Films with magic are my joy. Good or bad, there’s fun to be had. In Sorcery, playing at the 2023 Sundance Film Festival, brujería mixes with revenge creating an atmospheric, slow burn. Set on the remote island of Chiloé in the late 19th century, Rosa (Valentina Véliz Caileo), an Indigenous girl, seeks justice for her father’s vicious murder. Directed by Christopher Murray, written by Murray and Pablo Paredes, with cinematography by María Secco, the film uses every aspect to create a taut tale filled with stunning imagery.
Sorcery does not have scares in the literal sense. But the fear and dread come from the remoteness of their location and the danger from the settlers and the Chilean Christian authorities. Disturbing imagery, like dead birds and glowing-eyed dogs, heightens the suspense.
Akin to a grim fable, Sorcery is a moody horror film that employs a minimalist style, letting the elements and acting build the tension. Rooted in the history of conflict between German colonists and the native Huilliche people of Chile, the film is as much a coming-of-age tale as a spellbinding revenge thriller.
Alongside her father, Rosa lives as a servant for a German family of settlers. After bringing them their breakfast, Rosa goes outside to see all the family’s sheep lying dead. The German father, Mr. Stefan (Sebastian Hülk), accuses his help and grabs Rosa. When her father tries to defend her, Mr. Stefan unleashes his dogs, who tear apart Rosa’s father. The twisted German patriarch holds Rosa, making sure she watches the murder while his wife and sons observe them from behind.
The film is as much a coming-of-age tale as a spellbinding revenge thriller.
As Rosa searches for a new place to stay, she also starts looking for justice. Eventually, she lands on Mateo’s (Daniel Antivilo) doorstep, and he gives her shelter. He does not follow her Christian faith, explaining that Huilliche are creatures of the sea, not of heaven. Rosa seesaws between her faith in God and embracing her culture and the magic that comes with it. Véliz Caileo artfully portrays Rosa’s transition from quiet misery to rage to confidence, never overplaying her hand.
She and Mateo argue because she makes the same error adults do – she mistakes excuses for reasons. When she witnesses a ceremony in the woods with the same knotted cords the dead lambs had, she blames her new friends for her father’s murder. People tend to fault what they can punish or control and Rosa doesn’t believe she has any control over the Germans. As Mateo reminds her, Mr. Stefan murdered her father because he was Huilliche – the sheep are his excuse.
Grief-stricken, Rosa tries to end her life by the sea, and Mateo rescues her. Despite her Christian faith, she asks Mateo’s help in seeking vengeance for her father’s death.
Another human error, especially among decent people, is trusting awful people. After Mr. Stefan’s wife goes to her sons’ room and sees two dogs in their beds where her sons should be, the European/mestizos organize a search party. Mr. Stefan snaps that if the mayor “talked less,” he would not rot on the island. Basically, it’s code for “how dare you allow them to seek justice.”

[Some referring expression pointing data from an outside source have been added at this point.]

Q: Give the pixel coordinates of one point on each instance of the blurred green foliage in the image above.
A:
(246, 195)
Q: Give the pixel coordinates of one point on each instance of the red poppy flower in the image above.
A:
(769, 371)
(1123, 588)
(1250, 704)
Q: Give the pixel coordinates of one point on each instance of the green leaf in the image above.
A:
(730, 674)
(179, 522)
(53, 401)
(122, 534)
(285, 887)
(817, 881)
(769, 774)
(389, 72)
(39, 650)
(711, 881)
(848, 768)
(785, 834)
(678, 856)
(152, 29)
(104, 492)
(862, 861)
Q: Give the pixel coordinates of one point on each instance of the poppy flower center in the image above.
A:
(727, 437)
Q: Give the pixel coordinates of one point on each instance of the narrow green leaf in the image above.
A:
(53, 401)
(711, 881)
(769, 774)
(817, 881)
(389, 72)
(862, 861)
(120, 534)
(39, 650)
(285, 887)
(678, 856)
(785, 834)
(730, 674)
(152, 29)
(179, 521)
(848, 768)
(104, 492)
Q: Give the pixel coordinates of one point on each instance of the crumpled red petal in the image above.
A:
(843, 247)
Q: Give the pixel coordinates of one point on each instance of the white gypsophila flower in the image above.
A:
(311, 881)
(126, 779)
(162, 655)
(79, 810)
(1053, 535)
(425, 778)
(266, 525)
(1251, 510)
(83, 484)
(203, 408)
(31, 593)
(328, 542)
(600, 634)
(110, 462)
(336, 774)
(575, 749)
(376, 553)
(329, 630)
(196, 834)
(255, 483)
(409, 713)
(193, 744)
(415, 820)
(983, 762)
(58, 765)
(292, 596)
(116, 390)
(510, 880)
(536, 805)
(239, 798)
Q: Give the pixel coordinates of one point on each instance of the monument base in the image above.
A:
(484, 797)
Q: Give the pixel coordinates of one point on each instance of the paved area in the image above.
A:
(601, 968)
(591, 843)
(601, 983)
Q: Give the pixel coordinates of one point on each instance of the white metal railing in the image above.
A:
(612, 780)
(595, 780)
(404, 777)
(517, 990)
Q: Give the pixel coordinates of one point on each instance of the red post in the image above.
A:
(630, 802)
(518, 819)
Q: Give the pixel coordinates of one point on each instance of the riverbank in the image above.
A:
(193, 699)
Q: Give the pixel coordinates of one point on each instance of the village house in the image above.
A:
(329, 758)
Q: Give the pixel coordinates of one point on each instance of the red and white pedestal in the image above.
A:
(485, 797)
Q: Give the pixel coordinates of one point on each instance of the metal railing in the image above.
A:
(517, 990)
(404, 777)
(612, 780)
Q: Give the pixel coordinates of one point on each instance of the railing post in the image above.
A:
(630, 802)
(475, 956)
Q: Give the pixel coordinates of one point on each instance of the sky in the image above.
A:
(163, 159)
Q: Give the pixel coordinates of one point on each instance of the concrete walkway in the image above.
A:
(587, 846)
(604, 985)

Films like these create horror that rests in your bones. But the horror is knowing people experienced and continue to experience atrocities because they are not white.
For all their worry, neither parent looks distraught. But their German settler status and the mayor’s desire to leave the island with his pregnant wife motivate the ambitious politician to put pressure on the Huilliche.
In Sorcery, it’s not just race but skin color that stands out. Many of the Huilliche who are part of the magic group fighting to reclaim the land, La Recta Provincia, are darker. Those apart of the authorities, including the mayor, are light-skinned.
As the danger engulfs more Huilliche, Rosa must choose to flee or embrace herself.
This film reminds me of La Llorona. Not the awful American version, but the superb 2019 version directed by Jayro Bustamente. That, too, ties historical facts with a supernatural tale. Films like these create horror that rests in your bones. But the horror is knowing people experienced and continue to experience atrocities because they are not white.
It’s exciting when films take history and tie it with the supernatural. It gives an added level of terror and realism. Because of that, Sorcery has a genuine feel, even with its supernatural elements – and it is based on a true story. The cast makes you either cheer for their success or root for their rapid demise, depending on which side of colonialization they’ve put themselves on. With all the gloomy atmosphere, the natural, stunning surroundings shine with hope. In the end, Sorcery is more than a revenge film, but that part sure is fun.